Kebijakan Rektorat UIN Sunan Kalijaga juga mengungkapkan kecurigaan wanita bercadar sesungguhnya memiliki benih-benih radikalisme dalam pemahaman keagamaannya. Mereka diidentikkan dengan pemahaman salafi wahabi. Benarkah? Lalu, apakah semua wanita arab yang bercadar berfaham radikal?
UIN Sunan Kalijaga, sebagai kampus yang memiliki jurusan perbandingan mazhab, pasti sudah mengenal perbedaan pendapat para ulama tentang hukum cadar. Beberapa ulama Mazhab, seperti dari mazhab Hanafi, Maliki dan Hanbali berpendapat bahwa mengenakan cadar hukumnya sunnah, bahkan diwajibkan jika menimbulkan fitnah meskipun wajah bukan termasuk aurat wanita.
Bahkan, beberapa ulama bermazhab syafi’i yang banyak dianut di negeri ini, mengatakan bahwa wajah wanita termasuk aurat. Artinya, para wanita muslimah harus mengenakan cadar. Dalam surat al Ahzab, ayat 53 antara lain yang dijadikan landasan hukumnya, “dan bila kalian akan meminta sesuatu kepada para istri nabi, maka hendaklah kalian memintanya dari balik hijab”. Ayat ini dipahami juga berlaku umum untuk kaum wanita muslim.
Jumhur ulama sebenarnya berpendapat seluruh tubuh wanita adalah aurat kecuali wajah dan telapak tangan. Perbedaan pendapat para ulama adalah hal yang biasa. Kita boleh memilihnya, tanpa menapikan kebenaran dari pendapat mazhab yang lain. Jadi, cadar sesungguhnya bukanlah budaya Arab, tapi bagian dari ajaran Islam yang lebih dulu tertanam dalam masyarakat muslim di kawasan Timur Tengah.
Budaya Arab sebelum turunnya Islam yang dibawa oleh Rasulululloh shallallahu alaihi wa sallam, tidak mengenal cadar dan jilbab. Para wanita Arab lebih suka bersolek dan berpakaian seronok, menampakan aurat mereka, seperti yang disebutkan dalam surat al Ahzab ayat 53. Maka, turunlah perintah Alloh Ta’ala kepada wanita beriman, “…..Dan hendaklah mereka menutupkan kain kudung ke dada (dan leher) mereka.” (QS. An Nuur: 31).
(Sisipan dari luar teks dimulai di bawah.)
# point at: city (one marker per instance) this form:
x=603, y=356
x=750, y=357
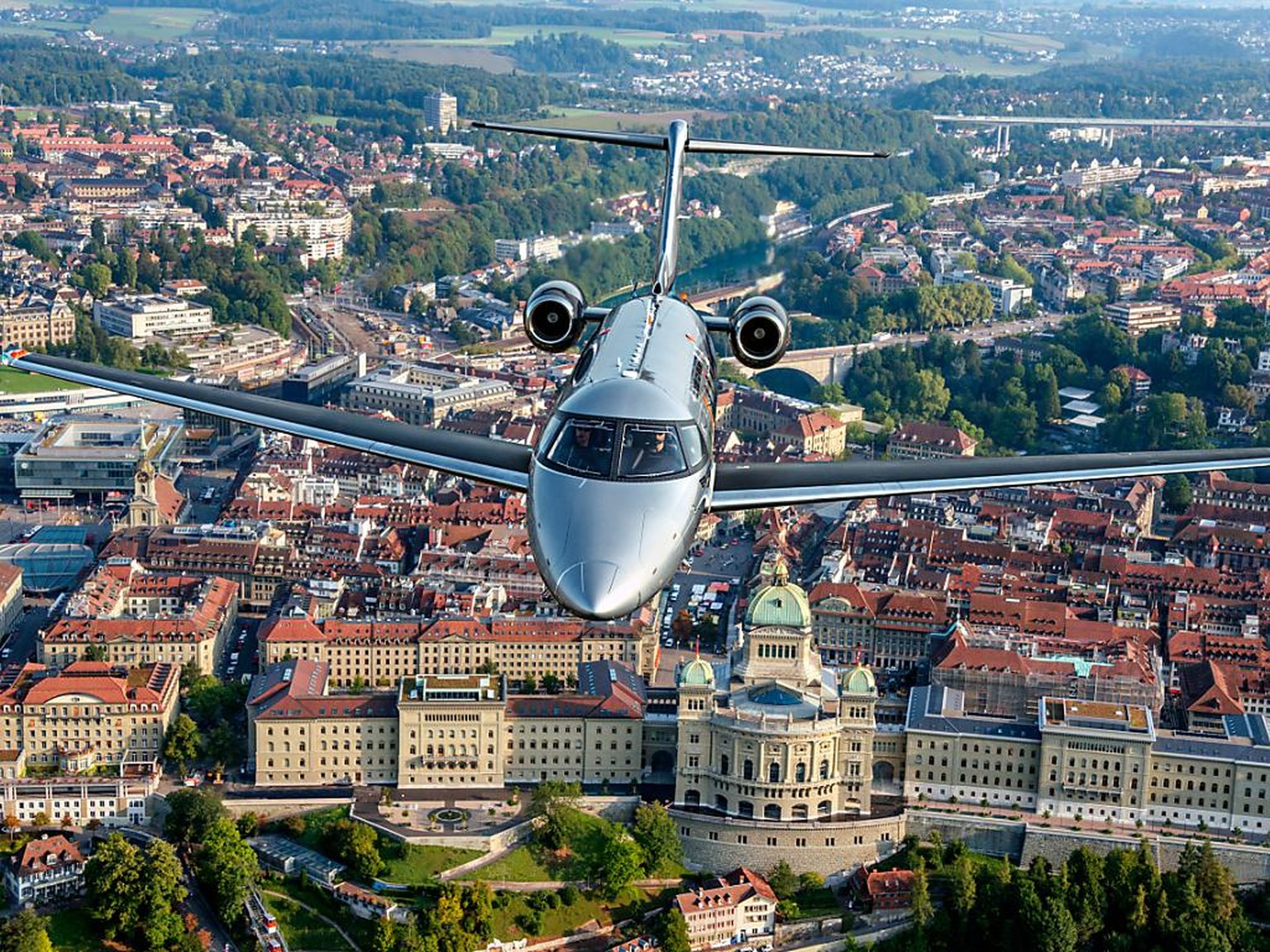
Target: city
x=258, y=692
Pelarangan wanita bercadar tentu mengherankan terjadi di UIN Sunan Kalijaga, di kampus yang justru ada studi khusus tentang perbedaan mazhab. Pelarangan apalagi sampai mengeluarkan mahasiswi bercadar telah mencederai hak asasi manusia dan kebebasan akademik.
Jika wanita lain yang berpakaian bebas, bahkan menampilkan sisi sensualitasnya, dibiarkan karena dianggap sebagai kebebasan pribadinya. Padahal, cara mereka bisa jadi mengganggu orang lain, terutama orang-orang yang beriman yang ingin menjaga pandangannya dari maksiat. Bahkan, bisa memicu orang lain untuk berbuat pelecehan terhadapnya.
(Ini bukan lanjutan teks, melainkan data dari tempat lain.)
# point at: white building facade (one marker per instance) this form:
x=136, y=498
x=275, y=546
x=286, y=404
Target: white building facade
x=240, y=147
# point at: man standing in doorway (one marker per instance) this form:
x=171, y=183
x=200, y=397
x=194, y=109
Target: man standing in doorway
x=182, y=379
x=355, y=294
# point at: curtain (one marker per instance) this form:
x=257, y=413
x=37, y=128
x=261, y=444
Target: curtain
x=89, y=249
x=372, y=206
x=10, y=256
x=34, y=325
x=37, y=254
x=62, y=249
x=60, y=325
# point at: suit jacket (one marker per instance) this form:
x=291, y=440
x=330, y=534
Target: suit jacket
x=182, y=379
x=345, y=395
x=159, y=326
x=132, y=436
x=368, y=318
Yusuf Qordhowi seorang ulama moderat pernah menulis dalam bukunya Fikih Komtemporer, “Sungguh mengherankan! Mengapa wanita-wanita yang berpakaian tetapi telanjang, yang berlenggak-lenggok dan bergaya untuk memikat orang lain kepada kemaksiatan dibebaskan saja tanpa ada seorang pun yang menegurnya? Kemudian mereka tumpahkan seluruh kebencian dan celaan serta caci maki terhadap wanita-wanita bercadar, yang berkeyakinan bahwa hal itu termasuk ajaran agama yang tidak boleh disia-siakan atau dibuat sembarang?
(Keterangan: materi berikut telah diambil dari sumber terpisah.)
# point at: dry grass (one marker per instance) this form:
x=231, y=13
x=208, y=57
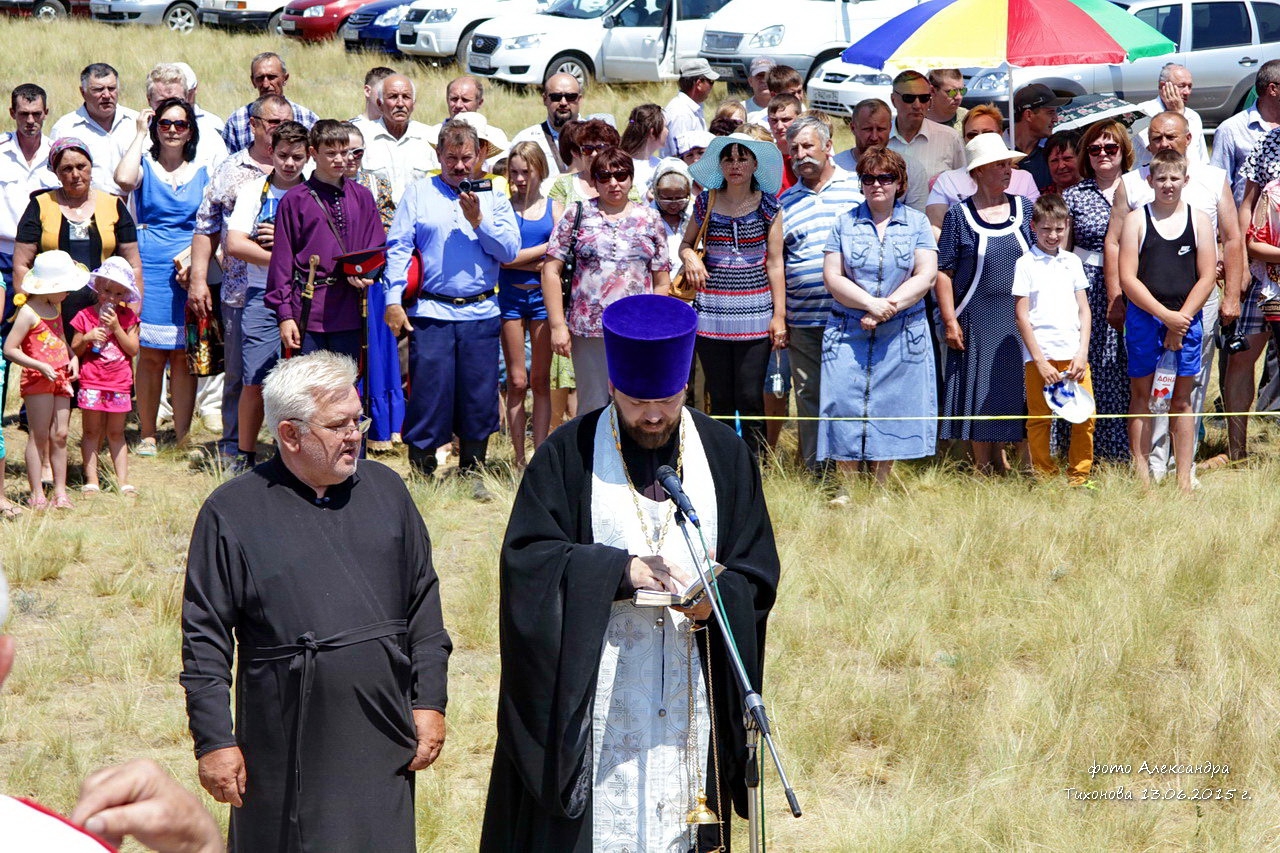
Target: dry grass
x=946, y=656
Aurat wanita bukan milik dirinya sendiri. Artinya, ia tidak bisa mengatakan, “aurat tubuh saya milik pribadi saya…apa urusannya denganmu.” Ruang publik adalah milik bersama, tidak boleh mengatasnamakan kebebasan, bisa berbuat semaunya. Apakah kita juga boleh menggugat pelarangan merokok di tempat-tempat publik? Misalnya, dengan mengatakan, “yang merokok saya, yang terganggu kesehatan diri saya sendiri…kenapa harus dilarang…”. Mereka lupa banyak orang lain yang terganggu karena asap rokok.
Pihak UIN Sunan Kalijaga tentu harus mampu membuktikan cadar telah mengganggu kehidupan kampus yang harmonis. Atau mereka tengah dihinggapi phobia tanpa alasan yang jelas.